First – it is a disappointment (fair – probably not to that many people but I’m definitely amongst them!) there are not that many books about materials science. We have a few books from the previous century. Most notably: “The New Science of Strong Materials: Or Why You Don't Fall Through the Floor by J.E. Gordon like” or “Stuff: The Materials The World Is Made Of” by Ivan Amato. (An honorable mention goes to Oliver Sacks' “Uncle Tungsten” however I do recognize it’s more chemistry then materials science!).


In the last 5 year two news books have been published on the subject – “Stuff Matters: Exploring the Marvelous Materials That Shape Our Man-Made World” and “Liquid Rules: The Delightful and Dangerous Substances That Flow Through Our Lives”. Both are by Mark Miodownik, a British professor at the University College London who set out on a mission to share his love of materials with a wider audience. Although both deal with materials (liquids are also often treated as materials!), Today I want to recommend to you “Stuff Matters”. I like books in which the enthusiasm of the author for the subject can be felt through his work, and this book is a prime example of that!


The book will take you through engaging 10 chapters. The main focus of each chapter are the materials we know from our everyday life – Steel, Paper, Concrete, Chocolate, Foam, Plastic, Glass, Graphite, Porcelain, and Implants Materials.

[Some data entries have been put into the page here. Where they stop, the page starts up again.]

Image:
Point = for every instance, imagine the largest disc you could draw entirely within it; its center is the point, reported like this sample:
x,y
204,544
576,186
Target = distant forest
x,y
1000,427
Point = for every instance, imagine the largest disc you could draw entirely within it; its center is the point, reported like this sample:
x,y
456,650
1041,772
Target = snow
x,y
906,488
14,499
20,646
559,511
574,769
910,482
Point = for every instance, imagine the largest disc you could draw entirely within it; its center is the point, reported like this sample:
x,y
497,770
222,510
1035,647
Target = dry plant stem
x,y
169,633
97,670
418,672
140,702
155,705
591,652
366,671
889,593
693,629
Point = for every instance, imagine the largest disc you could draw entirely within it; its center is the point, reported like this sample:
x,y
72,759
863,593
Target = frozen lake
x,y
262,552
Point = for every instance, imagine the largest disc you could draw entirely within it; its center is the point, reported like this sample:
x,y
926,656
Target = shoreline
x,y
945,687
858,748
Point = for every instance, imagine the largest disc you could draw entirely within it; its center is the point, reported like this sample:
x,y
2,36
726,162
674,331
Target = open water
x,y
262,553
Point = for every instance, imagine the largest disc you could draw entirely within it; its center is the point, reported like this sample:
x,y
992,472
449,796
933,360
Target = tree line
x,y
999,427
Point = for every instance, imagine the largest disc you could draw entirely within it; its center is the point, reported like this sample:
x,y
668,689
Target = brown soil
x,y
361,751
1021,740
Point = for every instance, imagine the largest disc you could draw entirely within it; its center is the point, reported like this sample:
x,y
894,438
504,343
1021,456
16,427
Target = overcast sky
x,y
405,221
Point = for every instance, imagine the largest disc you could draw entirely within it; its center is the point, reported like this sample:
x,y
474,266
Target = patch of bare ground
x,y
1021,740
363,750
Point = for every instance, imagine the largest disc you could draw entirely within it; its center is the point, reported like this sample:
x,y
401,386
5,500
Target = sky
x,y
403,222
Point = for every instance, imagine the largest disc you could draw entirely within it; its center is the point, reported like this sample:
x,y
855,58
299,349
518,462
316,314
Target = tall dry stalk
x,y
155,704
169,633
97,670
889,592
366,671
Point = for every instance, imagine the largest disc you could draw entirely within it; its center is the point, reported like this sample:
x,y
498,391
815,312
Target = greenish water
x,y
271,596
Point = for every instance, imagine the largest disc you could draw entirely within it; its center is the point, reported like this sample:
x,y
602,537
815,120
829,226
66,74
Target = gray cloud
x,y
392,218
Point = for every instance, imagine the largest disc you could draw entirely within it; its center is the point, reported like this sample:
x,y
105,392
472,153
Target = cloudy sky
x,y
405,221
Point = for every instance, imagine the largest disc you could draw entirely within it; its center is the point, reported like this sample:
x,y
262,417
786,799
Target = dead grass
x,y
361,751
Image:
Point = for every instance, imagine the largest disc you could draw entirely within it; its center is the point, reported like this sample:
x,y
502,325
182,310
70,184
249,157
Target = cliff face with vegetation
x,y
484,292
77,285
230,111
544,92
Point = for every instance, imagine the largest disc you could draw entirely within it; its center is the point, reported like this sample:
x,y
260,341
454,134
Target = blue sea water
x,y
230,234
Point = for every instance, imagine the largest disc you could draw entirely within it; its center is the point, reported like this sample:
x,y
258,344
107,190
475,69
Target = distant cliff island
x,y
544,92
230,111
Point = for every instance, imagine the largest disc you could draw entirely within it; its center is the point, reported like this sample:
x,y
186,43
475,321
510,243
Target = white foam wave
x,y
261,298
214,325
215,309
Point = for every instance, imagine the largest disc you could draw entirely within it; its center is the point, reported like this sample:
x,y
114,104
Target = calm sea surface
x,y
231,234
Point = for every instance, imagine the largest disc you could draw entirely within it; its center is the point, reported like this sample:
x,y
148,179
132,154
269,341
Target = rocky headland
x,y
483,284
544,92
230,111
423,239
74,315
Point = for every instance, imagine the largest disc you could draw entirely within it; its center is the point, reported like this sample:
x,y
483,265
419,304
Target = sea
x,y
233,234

Every chapter is filled with some history behind the discoveries, fun facts, and a solid dose of science. But don’t worry – although the book starts pretty strong with attempting to explain crystal structure and the role of dislocations, I believe Mark Miodownik was able to make this book accessible for people without a solid science background. A 4.1/5 score on Goodreads is a really good indication of that!


The book gets bonus points from me for being also suitable for people who do have a background in science, like myself. Although I didn’t learn new things about the mechanisms that govern the world of materials, I did learn about a few materials I’ve never heard about and gained new insight into the story behind some of them.


Should you read it? Yes! The book is brilliant, well-written, and entertaining. It’s a perfect fit for anyone who is curious about the world!